Meher Baba's Biography


Meher Baba was born, Merwan Sheriar Irani, on 25th February 1894 in Poona, India. His parents were both of Iranian Zoroastrian descent.

As a schoolboy Merwan was noted for his loving and generous nature, but showed no sign of the destiny that awaited him. It was not until 1913, that he came into contact with Hazrat Babajan, a Muslim holy woman, who, in a role similar to John the Baptist with Jesus, awakened him to his true nature. With a simple kiss to Merwan’s forehead Babajan unveiled him.

After seven years spent under the spiritual guidance of Babajan, Sai Baba of Shirdi, Upasni Maharaj and other spiritual masters, his mission began in earnest. In the early 1920s his first male disciples began to gather around him and gave him the name Meher Baba, which means ‘Compassionate Father’. Baba took a group of them to Bombay, where he put them through the extreme rigours of their initial spiritual training. Then in 1923 he moved to a desolate spot outside Ahmednagar in central India, where he set up an ashram called Meherabad. Soon, a select group of women joined the ashram, notably his closest female disciple, Mehera Irani, who he described as ‘the purest soul in the universe’.

It was here on the 10th of July 1925 that Meher Baba began to keep silence. When asked how he would be able to teach, he replied: ‘I have come not to teach but to awaken’. He communicated primarily by means of an alphabet board, which he discarded in 1954 and used only hand gestures and facial expressions. He was later to state: ‘Because man has been deaf to the principles and precepts laid down by God in the past, in this present Avataric form I observe Silence. You have asked for and been given enough words – it is now time to live them.’ Meher Baba was to maintain this silence from 1925 right until his physical death over 43 years later.

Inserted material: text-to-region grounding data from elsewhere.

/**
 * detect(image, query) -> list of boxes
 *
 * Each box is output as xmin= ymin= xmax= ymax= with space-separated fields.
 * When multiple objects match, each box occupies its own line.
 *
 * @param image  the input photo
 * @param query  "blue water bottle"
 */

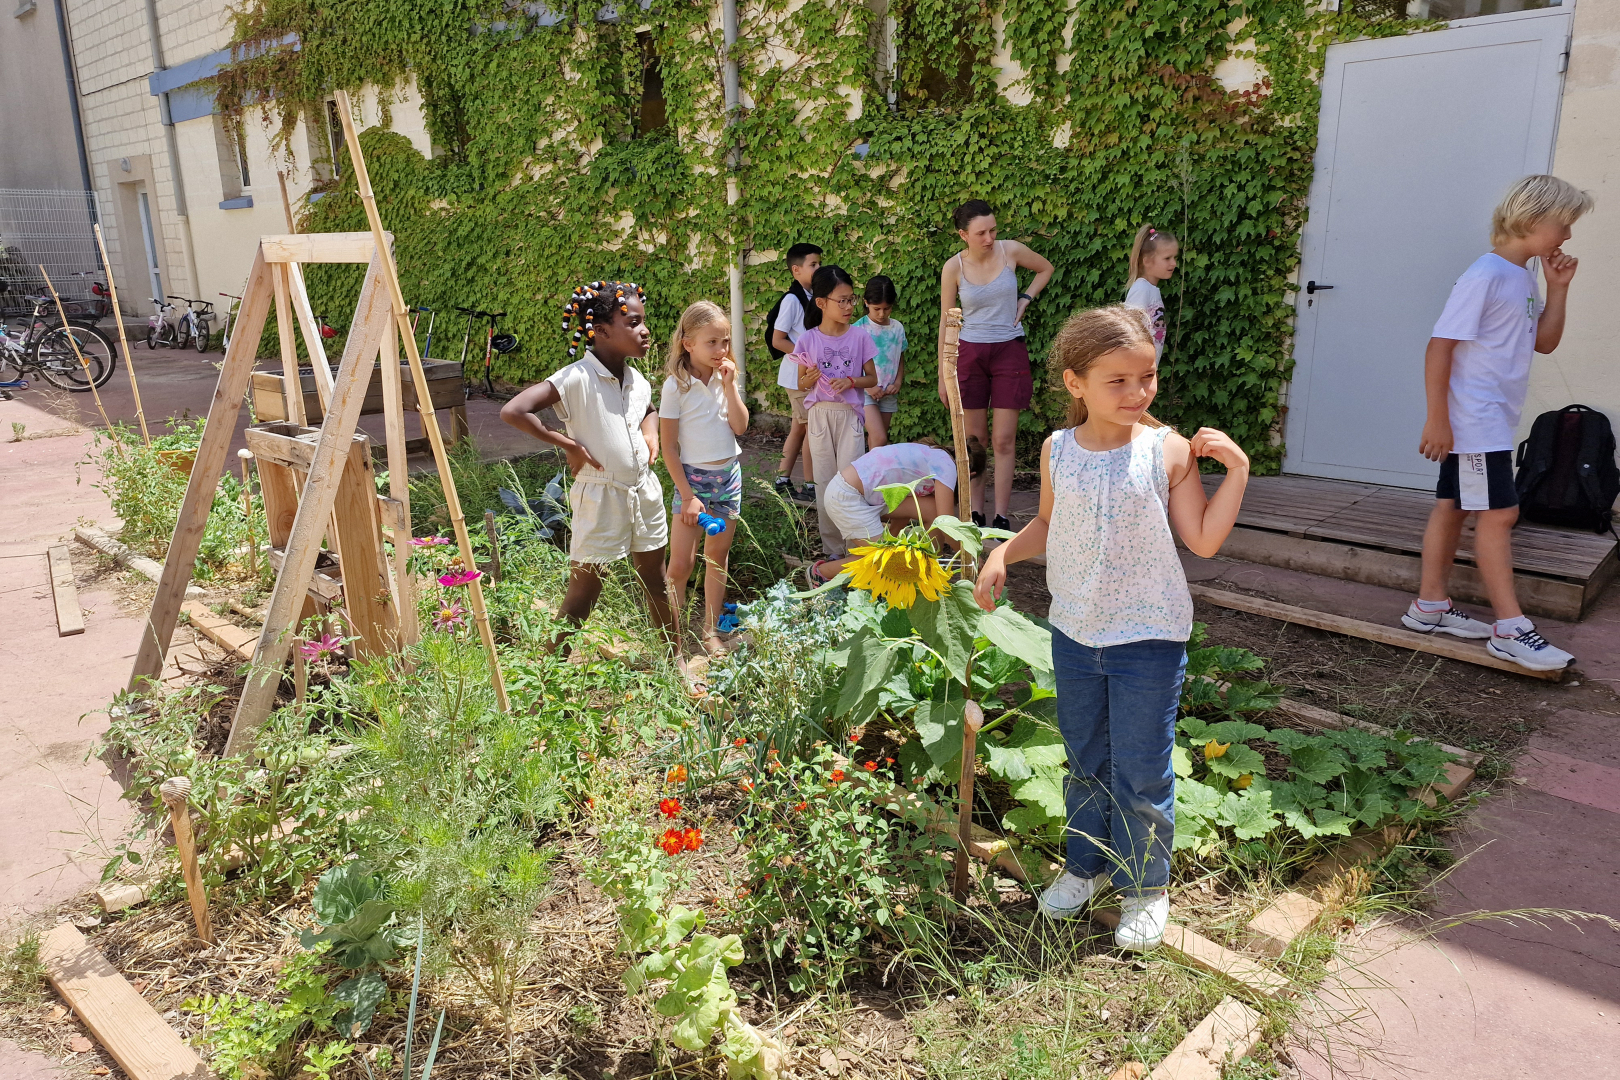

In the 1920s Meher Baba made the first of three visits to Iran, and in 1931 he made his first journey to the West. He and his party travelled by boat, landing in the French port of Marseille on 11th September 1931, from where he proceeded to England, arriving in London the next day. Baba stayed in England for several weeks, mainly at a retreat centre in Devon and in London. Here he made contact with many of his early Western followers, or lovers as he called them, before travelling to the USA. Throughout the 1930s he made several trips to the West with visits to different parts of Europe which were important for his work, notably Italy, Switzerland, France, England and Spain. Of his work he stated: ‘I intend to bring together all religions and cults like beads on one string and revitalize them for individual and collective needs.’

Although Meher Baba set up many projects which involved educating children, feeding and clothing the poor, caring for lepers (who he called ‘beautiful souls in ugly cages’), the mentally ill and the God-intoxicated, his main mission was to heal the spiritual suffering experienced by all of humanity regardless of physical and material well-being. His remedy for this is love. ‘I have come to sow the seed of love in your hearts, so that in spite of all superficial diversity which your life in illusion must experience and endure, the feeling of oneness through love is brought about amongst all the nations, creeds, sects and castes of the world.’

He emphasised the oneness of humanity; that all differences are transient and not intrinsic to our nature; that people go through all the varied experiences of being man and woman, black and white, rich and poor, beautiful and ugly in different lifetimes, which are no more than ‘different clothes which you alternately wear and discard’.


In 1949 Meher Baba began a phase which he called the New Life, travelling around India with a group of his closest men and women disciples until 1952. During this ‘life of complete helplessness and hopelessness’, Baba travelled incognito and the group had to beg for food and lodgings, relying on the generosity of others, many of whom had no idea who Baba was.

Shortly after the New Life ended, Baba returned to the USA in 1952, and in Prague, Oklahoma he suffered the first of two car accidents in which he broke his bones. He later said: ‘I got my physical bones broken so as to break the backbone of the material aspect of the Machine Age, keeping intact its spiritual aspect.’ The second accident, which was in Satara, India in 1956, left Baba with such a badly crushed hip that doctors doubted he would ever walk again. However, he did manage to do so, albeit with severe impairment and pain.

Meher Baba explained that the Avatar, whose earlier advents include Zoroaster, Rama, Krishna, Buddha, Jesus and Muhammad, is the same Ancient One who comes to earth to give humanity a spiritual push through his divine love.

When Meher Baba left his earthly body in 1969, the following telegram was sent to his followers around the world. ‘Avatar Meher Baba dropped his physical body at 12 noon 31st January at Meherazad to live eternally in the hearts of all his lovers.’ He is buried in the Samadhi (tomb-shrine) at Meherabad, which is now a place of pilgrimage for people from all over the world.